Kedua, edaran SE 17/2021 tentang Peniadaan Sementara Peribadatan di Tempat Ibadah, Malam Takbiran, Salat Idul Adha, dan Petunjuk Teknis Pelaksanaan Kurban Tahun 1442 H/2021 M di Wilayah Pemberlakuan Pembatasan Kegiatan Masyarakat (PPKM) Darurat.
“Jadi, saat kebijakan diberlakukan, kegiatan peribadatan di wilayah yang menerapkan PPKM Darurat, dilakukan di rumah masing-masing,” terang Menag Yaqut Cholil Qoumas di Jakarta, Jumat (2/7).
Peniadaan peribadatan di tempat ibadah, jadi pada saat pemberlakuan PPKM Darurat, peribadatan di tempat ibadah (masjid, musala, gereja, pura, wihara dan klenteng, serta tempat umum lainnya yang difungsikan sebagai tempat ibadah) yang dikelola masyarakat, pemerintah, maupun perusahaan, ditiadakan sementara dan kegiatan peribadatan dilakukan di rumah masing-masing.
Untuk malam takbiran diperbolehkan dilakukan di masjid dan musala, tapi hanya untuk di zona hijau dan zona kuning. Mereka yang hadir pun wajib dipastikan dalam kondisi sehat dan diikuti oleh jamaah usia 18-59 tahun.
Masjid atau musala yang menyelenggarakan malam takbiran pun wajib menyediakan alat pengukur suhu tubuh, hand sanitizer, sarana mencuci tangan menggunakan sabun dengan air mengalir dan masker medis. Lalu, menerapkan pembatasan jarak dan memastikan tidak ada kerumunan, serta melakukan disinfeksi di tempat penyelenggaraan sebelum dan setelah penyelenggaraan malam takbiran.
Pelaksanaan malam takbiran juga hanya dapat diikuti oleh jamaah masjid dan musala yang merupakan warga setempat dengan ketentuan maksimal 10 persen dari kapasitas ruangan.

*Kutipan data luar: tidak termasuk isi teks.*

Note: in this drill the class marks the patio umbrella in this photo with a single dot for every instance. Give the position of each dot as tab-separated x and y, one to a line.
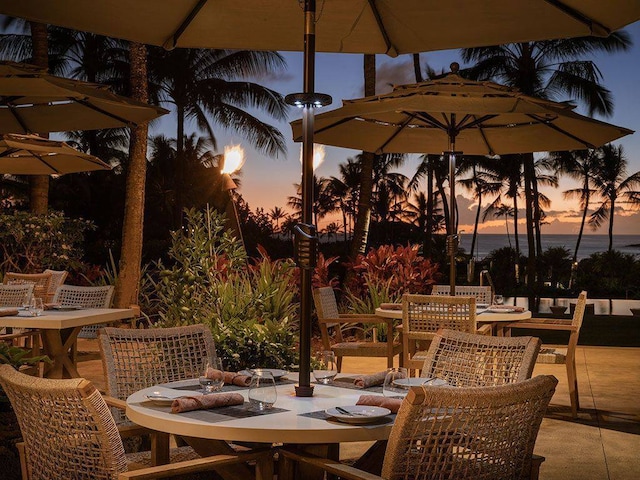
32	155
363	26
32	101
454	115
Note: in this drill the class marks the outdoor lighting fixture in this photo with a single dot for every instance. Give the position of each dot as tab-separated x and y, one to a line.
312	99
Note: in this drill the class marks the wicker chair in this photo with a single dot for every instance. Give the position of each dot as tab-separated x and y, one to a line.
472	360
565	355
461	433
481	294
424	315
328	317
40	281
68	432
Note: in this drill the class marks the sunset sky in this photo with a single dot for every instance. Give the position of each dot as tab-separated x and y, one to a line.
267	182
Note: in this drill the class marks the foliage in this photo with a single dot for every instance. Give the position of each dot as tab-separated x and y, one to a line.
32	243
249	307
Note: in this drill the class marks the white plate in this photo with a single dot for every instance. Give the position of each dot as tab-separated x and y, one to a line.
415	382
358	413
277	373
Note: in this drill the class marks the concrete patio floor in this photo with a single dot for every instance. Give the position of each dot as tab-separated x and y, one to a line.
603	443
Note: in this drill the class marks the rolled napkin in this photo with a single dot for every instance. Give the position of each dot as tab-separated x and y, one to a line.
229	378
391	306
203	402
392	404
366	381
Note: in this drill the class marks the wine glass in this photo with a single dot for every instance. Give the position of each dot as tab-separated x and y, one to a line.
394	388
326	370
212	379
37	307
262	390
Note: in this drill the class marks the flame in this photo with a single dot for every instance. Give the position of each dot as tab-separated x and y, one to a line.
318	155
233	159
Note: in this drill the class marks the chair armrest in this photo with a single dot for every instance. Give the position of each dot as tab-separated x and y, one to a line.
330	466
264	466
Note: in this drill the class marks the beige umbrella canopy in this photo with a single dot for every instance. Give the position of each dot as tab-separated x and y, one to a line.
32	101
32	155
455	115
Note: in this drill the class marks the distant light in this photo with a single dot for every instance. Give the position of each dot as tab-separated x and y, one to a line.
233	159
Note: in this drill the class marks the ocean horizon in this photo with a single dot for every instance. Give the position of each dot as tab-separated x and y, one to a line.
487	242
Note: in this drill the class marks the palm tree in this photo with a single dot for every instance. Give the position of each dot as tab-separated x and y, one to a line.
211	87
548	69
612	184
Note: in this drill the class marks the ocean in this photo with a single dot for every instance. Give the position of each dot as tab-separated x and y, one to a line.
589	244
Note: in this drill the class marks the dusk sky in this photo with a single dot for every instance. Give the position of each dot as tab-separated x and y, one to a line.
267	182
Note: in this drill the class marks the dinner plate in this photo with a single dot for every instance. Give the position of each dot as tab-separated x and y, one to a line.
277	373
417	381
358	413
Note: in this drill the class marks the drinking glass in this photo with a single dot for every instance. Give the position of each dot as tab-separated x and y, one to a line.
392	388
212	379
262	390
37	307
326	369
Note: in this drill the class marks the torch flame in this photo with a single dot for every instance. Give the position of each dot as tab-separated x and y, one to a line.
233	159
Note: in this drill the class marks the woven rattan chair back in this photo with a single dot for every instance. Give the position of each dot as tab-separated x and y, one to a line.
481	294
66	427
87	297
468	433
15	295
134	359
472	360
40	282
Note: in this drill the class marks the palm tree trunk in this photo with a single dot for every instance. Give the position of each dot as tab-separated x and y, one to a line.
128	282
39	184
361	229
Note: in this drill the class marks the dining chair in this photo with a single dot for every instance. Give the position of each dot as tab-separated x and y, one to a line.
424	315
559	354
462	433
473	360
68	432
40	282
329	318
482	294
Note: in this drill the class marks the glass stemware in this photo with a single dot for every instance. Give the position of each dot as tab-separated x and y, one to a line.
212	379
326	369
262	390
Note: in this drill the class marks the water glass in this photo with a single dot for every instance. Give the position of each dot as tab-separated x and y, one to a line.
393	386
262	390
37	307
326	369
212	379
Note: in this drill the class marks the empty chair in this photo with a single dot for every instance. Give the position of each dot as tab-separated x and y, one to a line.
461	433
481	294
472	360
424	315
68	432
566	355
40	281
328	317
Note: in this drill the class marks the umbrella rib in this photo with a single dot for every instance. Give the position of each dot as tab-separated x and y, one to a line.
562	131
596	28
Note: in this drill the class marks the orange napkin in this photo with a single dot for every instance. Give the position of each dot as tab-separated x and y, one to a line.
392	404
391	306
203	402
229	378
366	381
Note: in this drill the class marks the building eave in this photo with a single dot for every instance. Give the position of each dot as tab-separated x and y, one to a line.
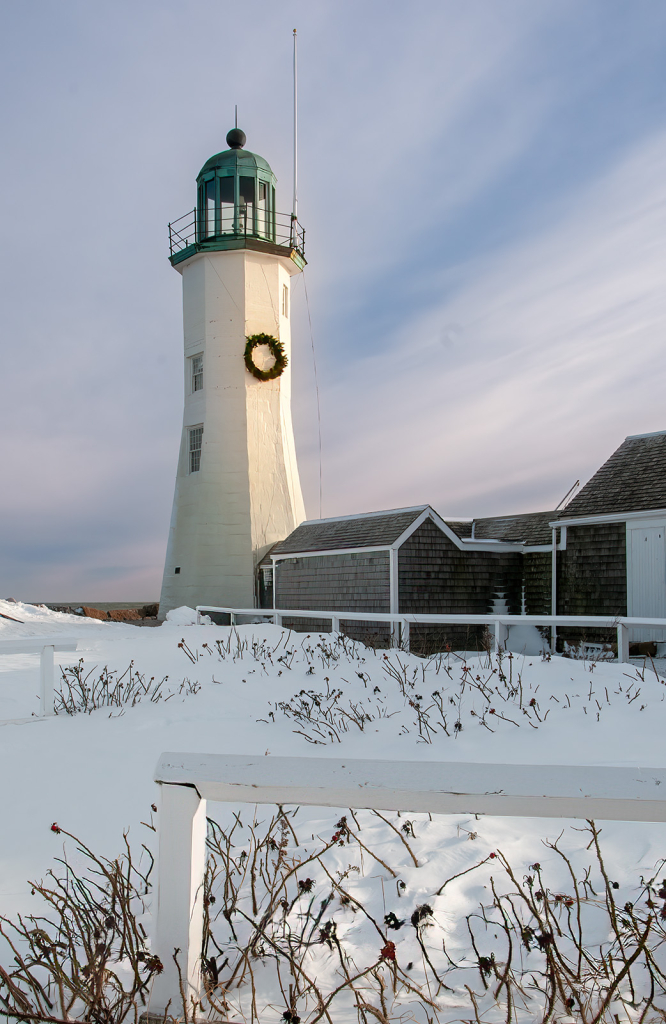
586	520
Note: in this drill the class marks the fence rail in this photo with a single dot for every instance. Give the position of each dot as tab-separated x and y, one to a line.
45	647
189	780
497	625
243	222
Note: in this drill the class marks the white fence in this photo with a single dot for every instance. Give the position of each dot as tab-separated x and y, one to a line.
45	647
189	780
497	625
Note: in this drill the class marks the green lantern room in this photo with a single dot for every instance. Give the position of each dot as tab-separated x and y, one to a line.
236	209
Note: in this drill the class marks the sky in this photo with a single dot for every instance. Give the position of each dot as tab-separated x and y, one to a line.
483	186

Sementara untuk takbir keliling, seperti arak-arakan berjalan kaki maupun dengan kendaraan dilarang.
“Pelaksanaan malam takbiran di masjid/musala paling lama 1 jam dan harus diakhiri maksimal pukul 22.00 waktu setempat. Jamaah yang mengikuti takbiran wajib pulang ke rumah/kediaman masing-masing seusai penyelenggaraan malam takbiran,” tulis SE tersebut.
Sementara itu, untuk Salat Hari Raya Idul Adha ditiadakan pada kabupaten/kota dengan zona merah dan zona oranye yang ditetapkan oleh pemerintah daerah dan Satgas Penanganan Covid-19 setempat. Lalu, untuk zona hijau dan zona kuning dapat dilakukan di masjid, musala atau lapangan terbuka dengan jumlah jamaah 30 persen dari kapasitas. “Penyelenggara Salat Idul Adha wajib berkoordinasi dan dengan seizin pemda, Satgas Covid-19 setempat dan aparat keamanan,” ujarnya.

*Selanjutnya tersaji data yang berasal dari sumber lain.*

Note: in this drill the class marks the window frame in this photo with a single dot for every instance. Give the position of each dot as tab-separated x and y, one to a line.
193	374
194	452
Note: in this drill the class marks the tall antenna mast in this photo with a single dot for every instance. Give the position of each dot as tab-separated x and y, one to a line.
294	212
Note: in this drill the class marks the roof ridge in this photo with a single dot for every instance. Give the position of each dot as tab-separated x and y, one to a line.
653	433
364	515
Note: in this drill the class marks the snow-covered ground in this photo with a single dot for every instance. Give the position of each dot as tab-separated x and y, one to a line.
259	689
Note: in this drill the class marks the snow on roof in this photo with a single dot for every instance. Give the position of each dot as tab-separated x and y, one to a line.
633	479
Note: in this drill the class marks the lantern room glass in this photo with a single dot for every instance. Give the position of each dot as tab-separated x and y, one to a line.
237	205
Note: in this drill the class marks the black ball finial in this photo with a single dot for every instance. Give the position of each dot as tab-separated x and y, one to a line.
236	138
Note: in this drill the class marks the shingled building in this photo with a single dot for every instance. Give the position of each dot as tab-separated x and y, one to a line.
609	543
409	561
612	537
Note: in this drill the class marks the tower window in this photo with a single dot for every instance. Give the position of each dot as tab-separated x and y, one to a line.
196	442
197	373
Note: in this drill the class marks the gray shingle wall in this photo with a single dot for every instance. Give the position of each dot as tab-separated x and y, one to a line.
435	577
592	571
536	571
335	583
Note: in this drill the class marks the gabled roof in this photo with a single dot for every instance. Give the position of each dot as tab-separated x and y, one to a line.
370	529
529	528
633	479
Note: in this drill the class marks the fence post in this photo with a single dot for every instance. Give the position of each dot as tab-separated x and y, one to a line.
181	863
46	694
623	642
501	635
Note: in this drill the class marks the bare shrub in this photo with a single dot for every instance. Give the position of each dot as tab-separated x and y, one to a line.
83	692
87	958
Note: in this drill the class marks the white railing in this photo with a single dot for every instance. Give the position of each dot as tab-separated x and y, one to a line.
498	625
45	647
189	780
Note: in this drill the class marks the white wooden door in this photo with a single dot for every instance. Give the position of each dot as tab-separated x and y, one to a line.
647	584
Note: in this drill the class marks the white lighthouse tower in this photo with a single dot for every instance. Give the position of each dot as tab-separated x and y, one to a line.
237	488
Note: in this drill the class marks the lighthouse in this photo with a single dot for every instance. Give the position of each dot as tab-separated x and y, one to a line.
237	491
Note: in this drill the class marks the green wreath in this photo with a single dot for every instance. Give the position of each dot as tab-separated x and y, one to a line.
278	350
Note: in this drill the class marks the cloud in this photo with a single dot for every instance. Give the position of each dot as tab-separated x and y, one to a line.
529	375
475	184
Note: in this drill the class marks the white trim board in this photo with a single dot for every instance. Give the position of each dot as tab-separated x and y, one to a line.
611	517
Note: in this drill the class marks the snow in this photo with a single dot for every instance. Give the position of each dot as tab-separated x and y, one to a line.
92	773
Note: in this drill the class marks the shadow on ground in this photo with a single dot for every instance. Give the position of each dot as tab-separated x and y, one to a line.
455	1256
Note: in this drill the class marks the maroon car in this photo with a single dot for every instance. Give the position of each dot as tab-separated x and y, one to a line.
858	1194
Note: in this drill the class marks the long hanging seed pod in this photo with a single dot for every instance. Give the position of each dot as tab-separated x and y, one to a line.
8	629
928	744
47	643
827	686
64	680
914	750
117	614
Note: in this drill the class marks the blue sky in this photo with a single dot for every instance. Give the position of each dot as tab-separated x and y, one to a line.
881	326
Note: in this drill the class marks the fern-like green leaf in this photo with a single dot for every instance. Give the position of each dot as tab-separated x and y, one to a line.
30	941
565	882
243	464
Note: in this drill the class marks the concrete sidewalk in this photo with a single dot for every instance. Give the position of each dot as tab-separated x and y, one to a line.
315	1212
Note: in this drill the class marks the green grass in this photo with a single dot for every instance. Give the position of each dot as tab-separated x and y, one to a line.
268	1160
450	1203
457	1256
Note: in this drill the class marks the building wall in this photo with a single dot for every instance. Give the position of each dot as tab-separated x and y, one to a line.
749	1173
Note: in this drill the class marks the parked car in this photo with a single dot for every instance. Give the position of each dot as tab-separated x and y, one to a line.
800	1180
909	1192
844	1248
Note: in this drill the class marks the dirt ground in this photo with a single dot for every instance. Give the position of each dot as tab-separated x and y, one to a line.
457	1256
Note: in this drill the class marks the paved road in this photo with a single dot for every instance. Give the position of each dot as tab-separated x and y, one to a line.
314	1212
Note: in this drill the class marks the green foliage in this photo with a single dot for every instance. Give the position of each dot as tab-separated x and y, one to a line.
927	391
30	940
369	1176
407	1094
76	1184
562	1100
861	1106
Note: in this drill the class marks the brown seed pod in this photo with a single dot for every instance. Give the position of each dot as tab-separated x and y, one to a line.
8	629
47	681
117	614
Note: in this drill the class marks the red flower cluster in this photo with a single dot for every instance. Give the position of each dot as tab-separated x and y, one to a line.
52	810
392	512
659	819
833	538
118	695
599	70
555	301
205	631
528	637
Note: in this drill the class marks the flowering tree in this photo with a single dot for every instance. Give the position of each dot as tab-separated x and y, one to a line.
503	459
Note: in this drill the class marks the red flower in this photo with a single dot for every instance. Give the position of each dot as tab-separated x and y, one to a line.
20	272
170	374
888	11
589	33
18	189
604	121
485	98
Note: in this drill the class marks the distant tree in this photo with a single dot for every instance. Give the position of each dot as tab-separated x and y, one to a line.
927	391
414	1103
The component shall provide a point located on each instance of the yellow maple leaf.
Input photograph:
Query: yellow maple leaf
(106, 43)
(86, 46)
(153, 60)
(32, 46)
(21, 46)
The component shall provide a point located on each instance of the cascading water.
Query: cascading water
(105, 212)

Penyelenggara Salat Idul Adha wajib menyediakan thermogun, hand sanitizer dan sarana mencuci tangan menggunakan sabun dengan air mengalir. Kemudian, menyediakan masker medis, petugas untuk mengumumkan, menerapkan, dan mengawasi pelaksanaan protokol kesehatan.

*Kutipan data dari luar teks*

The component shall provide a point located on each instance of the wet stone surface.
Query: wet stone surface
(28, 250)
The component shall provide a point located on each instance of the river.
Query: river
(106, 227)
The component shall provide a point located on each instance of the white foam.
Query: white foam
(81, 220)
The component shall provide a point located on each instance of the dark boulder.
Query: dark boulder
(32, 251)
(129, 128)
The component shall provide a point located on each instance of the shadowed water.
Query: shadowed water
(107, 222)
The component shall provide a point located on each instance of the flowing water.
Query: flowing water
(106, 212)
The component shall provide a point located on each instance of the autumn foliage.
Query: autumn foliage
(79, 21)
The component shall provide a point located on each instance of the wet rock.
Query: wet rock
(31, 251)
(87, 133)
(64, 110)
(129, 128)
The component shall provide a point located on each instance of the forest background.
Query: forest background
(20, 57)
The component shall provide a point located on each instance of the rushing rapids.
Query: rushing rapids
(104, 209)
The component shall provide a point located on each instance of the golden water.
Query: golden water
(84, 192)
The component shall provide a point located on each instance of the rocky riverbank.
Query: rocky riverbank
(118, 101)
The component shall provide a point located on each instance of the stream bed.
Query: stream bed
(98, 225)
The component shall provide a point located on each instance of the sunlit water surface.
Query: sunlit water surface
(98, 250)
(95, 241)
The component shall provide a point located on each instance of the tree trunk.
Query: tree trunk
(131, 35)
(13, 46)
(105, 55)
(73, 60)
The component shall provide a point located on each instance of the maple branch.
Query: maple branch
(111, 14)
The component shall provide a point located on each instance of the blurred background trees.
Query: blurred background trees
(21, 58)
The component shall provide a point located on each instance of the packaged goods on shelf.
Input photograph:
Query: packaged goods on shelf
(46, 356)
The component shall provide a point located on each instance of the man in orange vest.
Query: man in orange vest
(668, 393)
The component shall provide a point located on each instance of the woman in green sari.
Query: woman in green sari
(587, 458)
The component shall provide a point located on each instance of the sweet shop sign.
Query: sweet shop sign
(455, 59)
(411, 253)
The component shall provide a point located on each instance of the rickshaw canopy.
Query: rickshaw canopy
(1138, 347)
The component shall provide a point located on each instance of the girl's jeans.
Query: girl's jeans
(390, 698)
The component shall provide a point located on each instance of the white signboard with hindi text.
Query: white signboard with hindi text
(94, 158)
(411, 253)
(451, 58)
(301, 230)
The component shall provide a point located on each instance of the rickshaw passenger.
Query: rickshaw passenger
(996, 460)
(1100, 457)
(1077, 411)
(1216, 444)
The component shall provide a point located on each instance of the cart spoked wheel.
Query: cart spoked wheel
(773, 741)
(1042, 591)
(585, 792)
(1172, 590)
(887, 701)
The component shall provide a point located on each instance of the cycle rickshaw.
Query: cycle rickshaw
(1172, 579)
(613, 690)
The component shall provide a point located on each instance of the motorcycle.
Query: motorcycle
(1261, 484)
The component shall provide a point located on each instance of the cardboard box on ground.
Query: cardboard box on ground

“Jamaah dengan kondisi tidak sehat dilarang untuk mengikuti Salat Idul Adha. Mengatur jarak antarshaf dan antarjamaah minimal 1 meter dengan memberikan tanda khusus. Tidak menjalankan atau mengedarkan kotak amal/infak ke jamaah. Memastikan tidak ada kerumunan sebelum dan setelah pelaksanaan Salat Idul Adha dan melakukan disinfeksi di tempat penyelenggaraan sebelum dan setelah Salat Idul Adha,” tambahnya.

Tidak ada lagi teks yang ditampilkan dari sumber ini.